Our results suggest that HPV-based triage would provide similar results for conventional and for ThinPrep ASCUS Pap cases. Although we were able to assess only the ASCUS ThinPrep cases that were also ASCUS on conventional Pap testing, we found that the proposed HPV-based strategy would perform identically to that found for conventional Pap ASCUS cases. ThinPrep Pap tests provide fewer cases of ASCUS than do conventional tests in some populations^22,25- 26 and may define a more specific group that is more likely to reflect definitive squamous intraepithelial lesions. Regardless, available data suggest that the management of ASCUS ThinPrep results will benefit from HPV-based triage strategies.

The sensitivity of PreservCyt-based Pap and HPV testing may be underestimated somewhat by our results since the cervical specimen was smeared onto a slide for a conventional Pap test and only the residual material was placed into the PreservCyt medium. In addition, sample collection with a cytobrush and spatula combination²⁷ could provide better sampling than the cervical broom in women with a receded squamocolumnar junction, and might improve the sensitivity of both HPV testing and cytology.

The repeat Pap test and colposcopy occurred on average 10 weeks after the initial Pap test. Repeat Pap smear accuracy is reported to be significantly higher for intervals of at least 4 months than for shorter intervals.²⁸ Perhaps longer intervals would have increased the repeat Pap test sensitivity in our study; however, we did not observe any relationship between sensitivity and interval length.

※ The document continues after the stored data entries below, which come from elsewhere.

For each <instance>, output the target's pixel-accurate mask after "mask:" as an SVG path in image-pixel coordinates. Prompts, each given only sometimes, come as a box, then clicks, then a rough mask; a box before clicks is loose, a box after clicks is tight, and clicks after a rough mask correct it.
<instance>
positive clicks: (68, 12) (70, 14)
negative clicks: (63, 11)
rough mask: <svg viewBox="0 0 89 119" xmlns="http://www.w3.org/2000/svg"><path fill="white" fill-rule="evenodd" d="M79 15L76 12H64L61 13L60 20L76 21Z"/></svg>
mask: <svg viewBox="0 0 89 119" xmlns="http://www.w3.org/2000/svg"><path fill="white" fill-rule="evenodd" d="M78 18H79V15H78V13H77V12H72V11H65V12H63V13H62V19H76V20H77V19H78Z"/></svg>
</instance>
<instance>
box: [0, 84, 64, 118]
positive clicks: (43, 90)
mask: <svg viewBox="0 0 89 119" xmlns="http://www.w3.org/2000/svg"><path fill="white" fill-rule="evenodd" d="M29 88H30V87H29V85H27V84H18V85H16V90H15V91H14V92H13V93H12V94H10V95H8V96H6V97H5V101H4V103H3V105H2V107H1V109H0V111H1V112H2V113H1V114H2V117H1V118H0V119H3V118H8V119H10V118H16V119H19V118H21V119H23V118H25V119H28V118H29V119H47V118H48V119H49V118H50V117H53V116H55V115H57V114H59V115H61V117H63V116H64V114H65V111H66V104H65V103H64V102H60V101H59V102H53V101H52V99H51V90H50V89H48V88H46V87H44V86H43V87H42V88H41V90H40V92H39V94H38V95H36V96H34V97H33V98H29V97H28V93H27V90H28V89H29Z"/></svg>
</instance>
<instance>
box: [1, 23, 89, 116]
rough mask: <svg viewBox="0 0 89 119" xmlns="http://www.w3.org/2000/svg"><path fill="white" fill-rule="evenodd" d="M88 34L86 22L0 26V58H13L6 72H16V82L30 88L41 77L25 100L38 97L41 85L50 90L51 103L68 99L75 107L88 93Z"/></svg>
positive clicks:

This large study was conducted in a population and setting that may be widely generalized. Women in the screening cohort represented a broad age range (14-92 years) and racial/ethnic diversity. More than 150 practitioners in 12 gynecology clinics collected the Pap screening specimens, and cytology and histology results were provided by 5 Kaiser Permanente pathology groups.

Based on these results and our assessment of the varied patterns of management of ASCUS Pap tests in this region, we concluded that HPV-based triage would provide equally sensitive detection of HSIL+, fewer colposcopy examinations, and fewer follow-up visits to our membership than do current practices. Furthermore, the savings accrued from decreased visits and procedures were found to be sufficient to offset the costs of implementing ThinPrep Pap testing for all routine screening and subsequent "reflex" HPV testing for all ASCUS cases (Figure 1) (M.M.M., W.K.K., and L.B.H., unpublished data).

In a corresponding study of women with AGUS Pap test results, we found HPV DNA testing to be highly sensitive for the identification of patients with underlying adenocarcinoma in situ or HSIL.²⁹ Thus, HPV DNA testing may be helpful for the clarification of equivocal squamous and equivocal glandular cervical cytology results.